The goal of this page is to help people with data to get it into the Riverscapes Data Exchange. This page is intended for people who are new to the Riverscapes Data Exchange and have data that they would like to share with the community.
The instructions below cover several important steps, not all of which may be necessary for every situation. See the links on the right to jump ahead to a specific section.
Getting data into the Riverscapes Data Exchange requires consideration of several components. The data itself are bundled as a project, along with an XML project file (*.rs.xml). For a project to be accepted into the Data Exchange, it must be one of the defined project types, and so new types of data need this project type definition to be specified first. Finally, business logic and symbology files are used to determine how the data are displayed in the Riverscapes Viewers, and these also need to be developed for new project types.
Project Type Definition
Is the type of project that you are working on already defined in the Riverscapes Data Exchange? If it is then you can skip ahead to the next section. If not, you may need to create a new project type. If you are unsure, check the list of existing project types on the Data Exchange home page.
Defining a New Project Type
First, consider the data that you are trying to define. Think broadly and deeply about whether this is a one-off dataset, or whether you or other users will continue to use this project type into the future. Thinking ahead will increase the utility of your project type and reduce the amount of work that you need to do in the future.
If you are creating a new project type, you will need to define the following:
- Name - A short name for the project type. It's best if this name is less than 50 characters long. It can include spaces, but try to avoid special characters. Review the existing names and choose something unique.
- Summary - A brief description of the project type. This should be less than 200 characters long.

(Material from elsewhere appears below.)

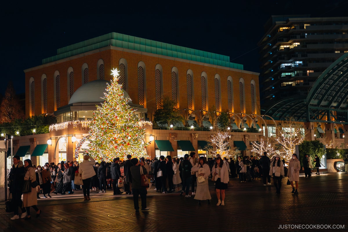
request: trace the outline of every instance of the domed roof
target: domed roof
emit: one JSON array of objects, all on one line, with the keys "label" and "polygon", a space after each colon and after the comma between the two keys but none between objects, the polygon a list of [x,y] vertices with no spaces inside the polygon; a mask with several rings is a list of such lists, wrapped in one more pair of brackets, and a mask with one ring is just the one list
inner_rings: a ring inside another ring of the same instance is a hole
[{"label": "domed roof", "polygon": [[[103,100],[101,98],[104,96],[104,93],[106,91],[108,84],[110,85],[111,82],[104,80],[96,80],[83,85],[71,96],[69,104],[101,102]],[[130,99],[127,92],[123,90],[125,97]],[[131,103],[132,101],[130,101],[128,103]]]}]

- Description - A longer, plain text, description that can include information about the data included in projects of this type, as well as the purpose of the project type, and any other information that you think is relevant. Markdown syntax is supported in the description.
- Metadata - list of key value pairs. Useful values are:
- Resolution - For example, whether the individual data records represent reaches, subcatchments, or some other unit of analysis.
- Extent - the geographic extent of the data in the project type. For example, whether the data are limited to a specific reach, watershed, region, or whether it is global.
- Model Status - see Riverscapes Data Exchange Model Statuses for more information.
- Riverscapes Project Class.
- URL - a URL to an external documentation web site or a place where users can find more information about the project type.
- machineName - This is a short, unique identifier for the project type. It should be less than 20 characters long and must not include spaces or special characters. It's best, but not required, to be all lowercase.
- State - Whether the project type is ACTIVE or INACTIVE.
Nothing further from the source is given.